Samstag, 12. Dezember 2015

Adventskalender - Türchen Nr. 12



Konzert
von Insa Segebade
Am Dienstag ist es wieder soweit. Der Botschafter steigt aus den Höhen des Vatikans herab, um mit Mercedes und Leibwächter bei der Villa Massimo vorzufahren. Durch den von Zypressen umsäumten Kiesweg, der von dickbäuchigen Vasen aus Ton flankiert wird. In runden Schalen brennen Feuer, die flackernde Schatten auf den Skulpturenpark werfen. Die Figuren aus weißem Marmor schimmern matt im Dunkeln. Von Moosen und Flechten überwuchert, wirken die Statuen bei Tageslicht weniger erhaben und majestätisch. Da fällt auf, dass dieser Dame die Nase fehlt, jener ein Auge, einer anderen gar der ganze Kopf.

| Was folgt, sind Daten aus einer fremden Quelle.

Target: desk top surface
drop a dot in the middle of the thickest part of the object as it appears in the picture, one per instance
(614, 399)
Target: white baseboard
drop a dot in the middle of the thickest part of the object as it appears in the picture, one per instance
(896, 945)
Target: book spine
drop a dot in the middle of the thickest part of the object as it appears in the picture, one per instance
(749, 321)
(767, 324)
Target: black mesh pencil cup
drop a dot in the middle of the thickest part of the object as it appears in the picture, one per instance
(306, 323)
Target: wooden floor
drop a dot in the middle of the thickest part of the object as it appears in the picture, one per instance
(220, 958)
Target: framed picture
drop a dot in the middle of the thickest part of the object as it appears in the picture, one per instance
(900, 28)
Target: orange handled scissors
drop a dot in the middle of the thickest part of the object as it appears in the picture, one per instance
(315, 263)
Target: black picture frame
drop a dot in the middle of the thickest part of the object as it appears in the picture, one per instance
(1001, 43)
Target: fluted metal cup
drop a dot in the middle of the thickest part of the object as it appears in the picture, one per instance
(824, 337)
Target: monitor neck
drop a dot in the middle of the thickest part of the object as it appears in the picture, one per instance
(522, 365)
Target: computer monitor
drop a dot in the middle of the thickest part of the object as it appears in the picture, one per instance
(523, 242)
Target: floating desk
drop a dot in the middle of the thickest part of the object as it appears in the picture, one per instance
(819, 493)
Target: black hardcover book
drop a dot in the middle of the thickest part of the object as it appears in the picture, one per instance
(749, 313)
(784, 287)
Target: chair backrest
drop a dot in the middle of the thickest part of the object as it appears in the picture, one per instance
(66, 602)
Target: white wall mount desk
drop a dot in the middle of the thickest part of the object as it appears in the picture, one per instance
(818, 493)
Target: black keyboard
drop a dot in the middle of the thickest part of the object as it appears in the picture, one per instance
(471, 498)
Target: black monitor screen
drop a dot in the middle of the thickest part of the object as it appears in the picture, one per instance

Die Musiker demonstrieren dem Publikum, wie schrill eine Querflöte klingen kann und dass auch eine nette Klarinette problemlos die Grenze menschlichen Schmerzempfindens überschreiten kann. Die Erwachsenen halten sich wacker. Die Kinder sind ehrlicher. Erst lachen und grinsen sie. Dann hält sich der Achtjährige die Ohren zu und verzieht das Gesicht. Das sechsjährige Mädchen schaut flehend seinen Vater an. Der zeigt sich einsichtig. Nach der Pause bleiben ihre Plätze leer. Auch der des Botschafters. Ein wichtiger Termin, Sie verstehen. Der Rest versucht, gelassen, dabei höchst interessiert auszusehen. In Gedanken schon beim kalten Büfett, das als Belohnung im Foyer wartet.
Der Dicke mit dem Stoppelhaarschnitt in der bayerischen Lederhose macht ein Schläfchen. Wenn es den anderen in den Ohren schmerzt, macht er eine unwirsche Bewegung mit der Hand, als verscheuche er eine Fliege, die zu dicht vor seinem Gesicht fliegt. Dann kippt das Doppelkinn wieder auf den buntbestickten Kragen seiner Trachtenjacke. Er ist zu beneiden, dieser Mensch.